BMR (branches by inputs). Default Mifflin-St Jeor (Mifflin et al., Am J Clin Nutr 1990; Frankenfield 2005). For trained users (≥3 sessions/wk), Ten-Haaf (PLoS One 2014). When body fat is provided, Katch-McArdle (uses LBM directly). Choice driven by O'Neill et al., Sports Med 2023 systematic review showing Mifflin under/over-estimates RMR in athletes.
TDEE. FAO/WHO/UNU 2004 PAL ranges (1.40–2.30), tuned by training frequency. Optional step-count input adds NEAT (~0.04 kcal/step/kg above a 7,000-step baseline). NEAT is the largest source of inter-person TDEE variance (Levine, Best Pract Res Clin Endocrinol Metab 2002).
Cut deficit, intensity-tiered. Conservative −12.5% · Moderate −17.5% · Aggressive −22.5%. Targets 0.5–1.0% of bodyweight loss per week; lean lifters should default to conservative. Garthe et al. IJSNEM 2011; Helms et al. J Int Soc Sports Nutr 2014; ISSN Position Stand on Diets and Body Composition (Aragon et al. 2017).
Bulk surplus, capped by experience. +7.5% / +12.5% / +17.5%; advanced lifters capped at +10%. Surpluses above +15–20% in trained subjects add fat without adding muscle (Iraki et al., Sports 2019; Ribeiro et al. 2019).
Protein (range, default highlighted).

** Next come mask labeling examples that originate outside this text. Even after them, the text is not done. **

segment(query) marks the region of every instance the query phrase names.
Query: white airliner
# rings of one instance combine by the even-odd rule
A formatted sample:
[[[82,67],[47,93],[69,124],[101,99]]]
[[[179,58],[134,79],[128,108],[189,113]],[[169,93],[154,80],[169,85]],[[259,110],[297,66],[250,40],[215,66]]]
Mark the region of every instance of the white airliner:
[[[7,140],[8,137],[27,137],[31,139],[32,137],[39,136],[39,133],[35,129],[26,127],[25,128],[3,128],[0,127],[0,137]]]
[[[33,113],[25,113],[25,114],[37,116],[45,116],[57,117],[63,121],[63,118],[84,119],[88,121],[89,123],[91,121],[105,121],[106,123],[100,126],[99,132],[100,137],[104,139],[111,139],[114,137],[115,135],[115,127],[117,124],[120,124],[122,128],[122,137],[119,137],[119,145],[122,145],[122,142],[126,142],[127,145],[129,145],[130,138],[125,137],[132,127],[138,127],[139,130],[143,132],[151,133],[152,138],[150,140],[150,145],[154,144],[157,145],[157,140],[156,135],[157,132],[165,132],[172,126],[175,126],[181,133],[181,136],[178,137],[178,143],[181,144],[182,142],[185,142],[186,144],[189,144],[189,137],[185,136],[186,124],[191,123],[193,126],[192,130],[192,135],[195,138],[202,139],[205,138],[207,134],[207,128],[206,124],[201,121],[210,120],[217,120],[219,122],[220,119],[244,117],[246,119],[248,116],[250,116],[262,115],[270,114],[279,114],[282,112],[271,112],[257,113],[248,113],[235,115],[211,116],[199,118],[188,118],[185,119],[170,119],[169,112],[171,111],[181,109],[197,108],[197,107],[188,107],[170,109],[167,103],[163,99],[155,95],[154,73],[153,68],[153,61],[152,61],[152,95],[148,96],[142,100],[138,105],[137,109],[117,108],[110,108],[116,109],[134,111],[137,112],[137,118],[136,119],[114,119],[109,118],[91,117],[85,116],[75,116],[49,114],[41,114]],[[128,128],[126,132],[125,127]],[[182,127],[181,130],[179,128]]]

Cut: 2.3–3.1 g/kg LBM if BF known, else 2.0–2.6 g/kg BW (Helms et al. 2014). Bulk / advanced: 1.6–2.4 g/kg, default 2.0. Default reflects newer meta-analyses showing benefits past the older 1.6 g/kg breakpoint with no clear plateau through 2.2–2.4 g/kg in trained subjects (Tagawa et al., Nutr Rev 2020; Nunes et al., J Cachexia Sarcopenia Muscle 2022). Original ISSN/Morton baseline: Morton et al., Br J Sports Med 2018.
Fat. Floor 0.5 g/kg (hormonal health, esp. testosterone in men); 25% of calories as default target. Helms et al. 2014; ACSM 20–35% recommendation; Volek et al. on dietary fat & testosterone.
Carbs. Remainder after protein & fat. Performance floor: 3 g/kg/day for resistance training; 4–7 g/kg optimal for high-volume hypertrophy (Slater & Phillips, Sports Med 2011). Below floor, the calculator warns; below 100 g/day flags unintended keto territory.
Hard floors. Calories never below BMR for sustained periods. Absolute minimum 1500 kcal (M) / 1200 kcal (W) without clinical supervision.
14-day recalibration. Adaptive thermogenesis means TDEE drops 10–15% beyond predicted on cuts, rises on bulks (Müller & Bosy-Westphal, Obesity 2013). After 14 days the calculator compares actual vs predicted weight change and back-solves an effective-TDEE multiplier — this is what closes the gap between a generic calculator and one that feels custom.